The Federal Board of Revenue (FBR) has initiated action against Pakistan International Airlines (PIA) for failing to pay taxes totalling more than Rs 2 billion, causing the airline to suffer a financial setback. In response to the unpaid tax debt, the FBR also had 53 of the national carrier’s bank accounts frozen the previous year.
The PIA management has promised to quickly clear the taxes, so there is still a chance of a settlement. Previously, the bank accounts had been reinstated following these types of commitments.
Along with problems with taxes, the PIA is having issues with its routine flights. The PK-309 (Islamabad-Karachi), PK-330 (Karachi-Multan), and PK-739 (Multan-Jeddah) flights are all affected because the Pakistan State Oil (PSO) has declined to provide fuel for three PIA planes.
The Spokesperson from PIA acknowledged that the accounts had been frozen and said that they were currently in contact with the FBR at the federal level to address the situation and unfreeze the accounts. The spokesperson assured customers that flight operations won’t be hampered regardless of the account freeze.

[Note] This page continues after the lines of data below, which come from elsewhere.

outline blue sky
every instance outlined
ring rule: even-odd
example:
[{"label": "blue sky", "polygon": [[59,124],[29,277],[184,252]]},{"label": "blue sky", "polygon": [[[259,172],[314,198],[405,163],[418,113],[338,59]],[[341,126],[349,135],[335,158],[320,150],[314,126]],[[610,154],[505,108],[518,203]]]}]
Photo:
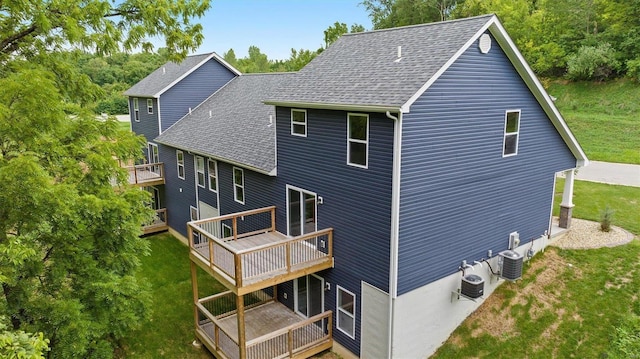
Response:
[{"label": "blue sky", "polygon": [[362,0],[213,0],[205,17],[204,41],[196,53],[222,56],[233,48],[247,56],[255,45],[270,60],[289,58],[291,48],[316,50],[336,21],[372,28]]}]

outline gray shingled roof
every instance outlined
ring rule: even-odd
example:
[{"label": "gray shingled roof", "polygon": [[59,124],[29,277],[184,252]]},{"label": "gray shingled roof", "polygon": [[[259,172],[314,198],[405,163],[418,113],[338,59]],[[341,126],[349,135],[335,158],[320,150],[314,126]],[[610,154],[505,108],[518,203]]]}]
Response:
[{"label": "gray shingled roof", "polygon": [[[293,75],[238,76],[156,141],[271,173],[276,167],[275,108],[263,104],[262,100]],[[273,116],[272,126],[269,126],[269,115]]]},{"label": "gray shingled roof", "polygon": [[399,108],[492,17],[344,35],[265,100]]},{"label": "gray shingled roof", "polygon": [[125,96],[154,97],[174,81],[192,71],[195,66],[210,57],[213,53],[187,56],[179,64],[167,62],[124,92]]}]

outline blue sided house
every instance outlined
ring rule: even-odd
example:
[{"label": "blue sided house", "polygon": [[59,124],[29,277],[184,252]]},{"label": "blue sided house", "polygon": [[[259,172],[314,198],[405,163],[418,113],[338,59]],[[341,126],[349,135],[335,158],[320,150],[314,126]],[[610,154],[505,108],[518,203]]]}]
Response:
[{"label": "blue sided house", "polygon": [[570,226],[588,163],[493,15],[344,35],[296,73],[191,56],[127,95],[133,182],[190,247],[219,358],[431,355],[559,230],[561,171]]}]

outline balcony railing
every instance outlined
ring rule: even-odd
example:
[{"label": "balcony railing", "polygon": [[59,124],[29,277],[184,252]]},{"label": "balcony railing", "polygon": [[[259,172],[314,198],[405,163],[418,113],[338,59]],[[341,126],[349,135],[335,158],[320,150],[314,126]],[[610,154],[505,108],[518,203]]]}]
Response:
[{"label": "balcony railing", "polygon": [[275,207],[189,223],[192,258],[237,294],[333,266],[333,229],[297,237],[275,230]]},{"label": "balcony railing", "polygon": [[124,167],[129,171],[129,183],[141,186],[164,184],[164,163],[147,163]]},{"label": "balcony railing", "polygon": [[151,234],[166,231],[169,229],[167,223],[167,209],[161,208],[156,210],[156,215],[153,217],[153,221],[142,226],[143,234]]},{"label": "balcony railing", "polygon": [[[196,303],[198,337],[211,351],[227,358],[240,356],[235,300],[235,294],[225,292]],[[247,358],[306,357],[333,344],[331,311],[304,318],[262,290],[245,295],[244,300]]]}]

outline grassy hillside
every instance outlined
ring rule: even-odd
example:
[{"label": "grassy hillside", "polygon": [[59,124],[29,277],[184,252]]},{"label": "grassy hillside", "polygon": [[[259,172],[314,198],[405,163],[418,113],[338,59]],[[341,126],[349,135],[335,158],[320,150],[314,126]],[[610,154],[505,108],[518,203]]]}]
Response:
[{"label": "grassy hillside", "polygon": [[640,164],[640,86],[556,81],[548,90],[591,160]]}]

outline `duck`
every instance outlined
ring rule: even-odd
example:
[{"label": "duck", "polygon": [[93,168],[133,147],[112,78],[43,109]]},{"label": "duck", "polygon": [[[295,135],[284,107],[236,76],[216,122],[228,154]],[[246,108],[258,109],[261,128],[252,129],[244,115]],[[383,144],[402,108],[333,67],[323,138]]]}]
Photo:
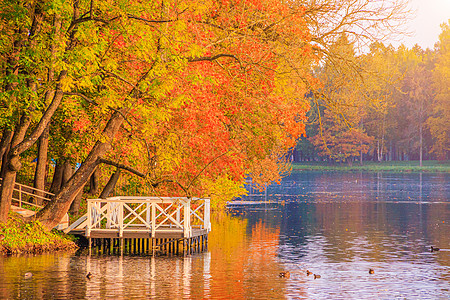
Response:
[{"label": "duck", "polygon": [[25,275],[23,275],[23,277],[25,277],[25,279],[29,279],[29,278],[33,277],[33,273],[26,272]]},{"label": "duck", "polygon": [[278,274],[278,276],[283,277],[283,278],[289,278],[289,277],[291,277],[291,273],[289,273],[289,271],[280,272],[280,274]]},{"label": "duck", "polygon": [[5,235],[4,234],[0,234],[0,242],[3,241],[5,239]]},{"label": "duck", "polygon": [[320,278],[322,276],[320,276],[319,274],[314,274],[314,279]]},{"label": "duck", "polygon": [[87,279],[91,279],[91,277],[92,277],[91,272],[88,272],[88,273],[86,274],[86,278],[87,278]]},{"label": "duck", "polygon": [[369,274],[374,274],[375,271],[373,269],[369,269]]},{"label": "duck", "polygon": [[439,251],[439,250],[441,250],[441,249],[431,246],[431,252],[433,252],[433,251]]},{"label": "duck", "polygon": [[312,272],[310,270],[306,270],[306,276],[309,276],[311,274],[312,274]]}]

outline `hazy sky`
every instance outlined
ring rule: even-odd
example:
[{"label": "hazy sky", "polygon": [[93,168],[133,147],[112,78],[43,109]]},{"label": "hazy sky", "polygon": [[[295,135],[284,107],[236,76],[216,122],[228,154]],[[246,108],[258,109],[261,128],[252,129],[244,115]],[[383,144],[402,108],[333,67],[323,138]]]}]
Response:
[{"label": "hazy sky", "polygon": [[415,18],[408,23],[412,35],[393,45],[403,43],[410,48],[419,44],[432,49],[439,40],[440,24],[450,19],[450,0],[410,0],[410,7],[416,11]]}]

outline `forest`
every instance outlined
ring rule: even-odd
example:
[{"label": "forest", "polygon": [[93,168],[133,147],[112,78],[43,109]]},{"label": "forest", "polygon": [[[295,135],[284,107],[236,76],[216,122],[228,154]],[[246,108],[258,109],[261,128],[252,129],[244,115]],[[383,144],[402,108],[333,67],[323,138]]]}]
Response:
[{"label": "forest", "polygon": [[[352,70],[327,61],[324,86],[310,95],[306,138],[296,161],[346,162],[450,158],[450,27],[434,49],[375,42],[357,55],[345,35],[333,47]],[[351,64],[350,64],[351,63]],[[357,69],[354,68],[357,66]],[[331,100],[331,101],[326,101]]]},{"label": "forest", "polygon": [[220,205],[295,147],[448,158],[449,26],[434,50],[385,46],[406,4],[2,1],[0,222],[15,182],[55,194],[51,229],[112,193]]}]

The choice of whether to give its employees pay raises has also been impacted by PIA’s financial struggles. Due to the current economic difficulties, the company’s board has been struggling to make a decision on this issue.
The reorganisation of PIA was approved by the board of directors following a briefing on dealing with the overall situation of the airline. The creation of a holding company to manage the properties and losses is one of the suggested measures. In accordance with the board’s instructions, a detailed plan for the reorganisation of the national entity is being developed.
The restoration of direct flight operations to Europe, the United Kingdom (UK), and the United States (US) is good news for PIA despite these difficulties. In September, Pakistan will host a physical audit by the European Union Aviation Safety Agency (EASA), for which preparations have been made by the government.